Title: Hacktiv8 PTP Introduction to Data Science Projects 2: Statistical Treatment for Datasets Starter Notebook\
Last Updated: September 20, 2020\
Author: Raka Ardhi

## NYC Property Sales Introduction

The aim of this projects is to introduce you to practical statistic with Python as concrete and as consistent as possible. Using what you’ve learned; download the NYC Property Sales Dataset from Kaggle. This dataset is a record of every building or building unit (apartment, etc.) sold in the New York City property market over a 12-month period.
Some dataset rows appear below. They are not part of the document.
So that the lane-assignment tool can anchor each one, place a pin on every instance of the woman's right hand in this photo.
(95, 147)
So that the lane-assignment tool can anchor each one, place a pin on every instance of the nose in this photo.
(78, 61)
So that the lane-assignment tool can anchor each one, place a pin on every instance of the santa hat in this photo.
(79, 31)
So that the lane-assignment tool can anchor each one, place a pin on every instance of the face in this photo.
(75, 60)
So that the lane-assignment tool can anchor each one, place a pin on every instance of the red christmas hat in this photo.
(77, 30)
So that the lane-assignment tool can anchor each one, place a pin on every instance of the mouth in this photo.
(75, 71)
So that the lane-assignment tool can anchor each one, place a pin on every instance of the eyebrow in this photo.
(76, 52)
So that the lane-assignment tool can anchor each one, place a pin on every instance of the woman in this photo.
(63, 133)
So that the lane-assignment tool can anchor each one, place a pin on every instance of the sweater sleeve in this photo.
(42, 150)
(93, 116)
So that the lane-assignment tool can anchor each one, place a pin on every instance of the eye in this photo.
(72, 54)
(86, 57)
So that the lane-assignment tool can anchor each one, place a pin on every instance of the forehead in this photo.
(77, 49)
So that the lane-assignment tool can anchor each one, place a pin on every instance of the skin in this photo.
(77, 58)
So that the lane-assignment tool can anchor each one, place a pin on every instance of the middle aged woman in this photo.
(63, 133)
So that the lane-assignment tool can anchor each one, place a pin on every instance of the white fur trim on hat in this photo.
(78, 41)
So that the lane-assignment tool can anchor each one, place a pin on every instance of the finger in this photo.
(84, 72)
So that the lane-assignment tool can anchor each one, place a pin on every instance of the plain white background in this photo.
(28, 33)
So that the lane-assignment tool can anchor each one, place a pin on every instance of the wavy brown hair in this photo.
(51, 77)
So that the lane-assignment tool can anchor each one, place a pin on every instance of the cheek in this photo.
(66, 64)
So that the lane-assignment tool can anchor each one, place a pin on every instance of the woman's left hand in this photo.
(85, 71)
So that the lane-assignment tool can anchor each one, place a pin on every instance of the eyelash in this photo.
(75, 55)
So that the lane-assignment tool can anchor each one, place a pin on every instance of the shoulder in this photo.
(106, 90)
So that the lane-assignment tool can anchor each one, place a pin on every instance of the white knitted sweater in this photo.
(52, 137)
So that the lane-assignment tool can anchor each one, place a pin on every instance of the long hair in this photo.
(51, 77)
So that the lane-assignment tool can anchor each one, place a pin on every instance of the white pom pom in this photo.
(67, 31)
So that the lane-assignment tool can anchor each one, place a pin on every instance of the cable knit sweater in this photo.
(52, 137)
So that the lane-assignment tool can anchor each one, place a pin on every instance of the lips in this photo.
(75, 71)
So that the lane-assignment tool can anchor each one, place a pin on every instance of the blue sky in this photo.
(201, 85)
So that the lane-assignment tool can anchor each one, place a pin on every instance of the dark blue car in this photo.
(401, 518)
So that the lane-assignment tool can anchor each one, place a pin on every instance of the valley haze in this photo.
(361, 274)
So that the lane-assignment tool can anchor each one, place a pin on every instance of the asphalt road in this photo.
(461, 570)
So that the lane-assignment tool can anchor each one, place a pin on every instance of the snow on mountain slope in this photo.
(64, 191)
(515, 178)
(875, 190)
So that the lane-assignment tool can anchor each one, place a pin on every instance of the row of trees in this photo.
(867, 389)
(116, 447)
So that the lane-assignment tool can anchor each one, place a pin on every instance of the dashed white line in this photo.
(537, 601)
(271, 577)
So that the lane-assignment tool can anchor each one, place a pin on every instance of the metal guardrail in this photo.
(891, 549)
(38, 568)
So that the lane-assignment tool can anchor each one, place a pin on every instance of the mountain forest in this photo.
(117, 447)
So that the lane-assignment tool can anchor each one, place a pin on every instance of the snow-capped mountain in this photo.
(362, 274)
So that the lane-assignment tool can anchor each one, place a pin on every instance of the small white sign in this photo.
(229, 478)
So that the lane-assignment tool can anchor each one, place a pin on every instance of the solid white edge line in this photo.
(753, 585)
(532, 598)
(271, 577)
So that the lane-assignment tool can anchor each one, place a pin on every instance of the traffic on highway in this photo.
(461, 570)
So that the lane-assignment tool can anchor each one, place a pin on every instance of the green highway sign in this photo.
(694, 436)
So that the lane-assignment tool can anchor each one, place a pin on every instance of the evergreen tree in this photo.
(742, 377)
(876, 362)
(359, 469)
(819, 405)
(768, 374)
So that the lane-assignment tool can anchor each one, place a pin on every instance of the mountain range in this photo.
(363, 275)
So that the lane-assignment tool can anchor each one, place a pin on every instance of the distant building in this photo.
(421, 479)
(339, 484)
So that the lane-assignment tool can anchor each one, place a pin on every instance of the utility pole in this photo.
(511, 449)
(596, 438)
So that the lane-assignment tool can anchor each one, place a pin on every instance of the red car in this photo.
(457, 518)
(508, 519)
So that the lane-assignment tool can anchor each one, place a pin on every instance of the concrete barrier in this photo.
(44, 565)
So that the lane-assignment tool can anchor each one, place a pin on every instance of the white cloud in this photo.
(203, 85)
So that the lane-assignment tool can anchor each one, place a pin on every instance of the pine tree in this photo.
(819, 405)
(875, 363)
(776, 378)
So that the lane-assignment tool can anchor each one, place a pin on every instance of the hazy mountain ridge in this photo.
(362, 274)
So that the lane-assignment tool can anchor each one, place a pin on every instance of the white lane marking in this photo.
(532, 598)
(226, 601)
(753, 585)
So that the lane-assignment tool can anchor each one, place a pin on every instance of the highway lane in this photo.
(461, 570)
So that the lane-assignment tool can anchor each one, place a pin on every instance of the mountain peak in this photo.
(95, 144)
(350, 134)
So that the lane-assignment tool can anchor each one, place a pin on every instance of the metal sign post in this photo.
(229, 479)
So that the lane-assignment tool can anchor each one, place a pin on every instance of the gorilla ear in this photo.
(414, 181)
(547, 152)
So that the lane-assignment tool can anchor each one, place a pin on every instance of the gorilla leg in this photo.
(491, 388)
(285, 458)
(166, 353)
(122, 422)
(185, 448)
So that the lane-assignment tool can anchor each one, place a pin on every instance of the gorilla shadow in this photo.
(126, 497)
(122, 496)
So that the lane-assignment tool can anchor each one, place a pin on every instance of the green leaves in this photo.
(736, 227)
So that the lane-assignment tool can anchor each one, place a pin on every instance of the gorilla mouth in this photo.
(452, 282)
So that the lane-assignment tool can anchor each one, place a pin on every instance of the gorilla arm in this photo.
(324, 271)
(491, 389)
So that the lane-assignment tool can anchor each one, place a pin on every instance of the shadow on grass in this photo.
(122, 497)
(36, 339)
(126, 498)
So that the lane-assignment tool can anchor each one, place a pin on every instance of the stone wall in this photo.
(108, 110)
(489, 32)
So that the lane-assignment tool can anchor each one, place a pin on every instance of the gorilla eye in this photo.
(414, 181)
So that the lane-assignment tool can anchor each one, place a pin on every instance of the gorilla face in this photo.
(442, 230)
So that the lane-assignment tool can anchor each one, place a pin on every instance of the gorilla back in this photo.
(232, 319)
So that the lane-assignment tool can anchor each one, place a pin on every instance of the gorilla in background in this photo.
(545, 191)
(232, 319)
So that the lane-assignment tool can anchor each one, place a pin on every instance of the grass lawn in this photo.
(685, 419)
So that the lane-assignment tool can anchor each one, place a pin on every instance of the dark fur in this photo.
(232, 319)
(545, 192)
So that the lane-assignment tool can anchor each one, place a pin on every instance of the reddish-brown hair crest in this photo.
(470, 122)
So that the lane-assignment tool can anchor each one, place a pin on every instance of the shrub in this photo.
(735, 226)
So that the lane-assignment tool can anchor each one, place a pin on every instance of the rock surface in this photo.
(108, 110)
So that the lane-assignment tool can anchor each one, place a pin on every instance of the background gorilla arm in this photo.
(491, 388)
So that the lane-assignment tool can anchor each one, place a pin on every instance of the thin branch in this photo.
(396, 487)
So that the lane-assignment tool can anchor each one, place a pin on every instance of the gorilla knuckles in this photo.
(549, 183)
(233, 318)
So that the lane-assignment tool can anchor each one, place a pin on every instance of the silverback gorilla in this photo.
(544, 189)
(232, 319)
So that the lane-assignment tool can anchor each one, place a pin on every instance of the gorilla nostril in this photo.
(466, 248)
This dataset contains the location, address, type, sale price, and sale date of building units sold. A reference on the trickier fields:

* `BOROUGH`: A digit code for the borough the property is located in; in order these are Manhattan (1), Bronx (2), Brooklyn (3), Queens (4), and Staten Island (5).
* `BLOCK`; `LOT`: The combination of borough, block, and lot forms a unique key for property in New York City. Commonly called a BBL.
* `BUILDING CLASS AT PRESENT` and `BUILDING CLASS AT TIME OF SALE`: The type of building at various points in time.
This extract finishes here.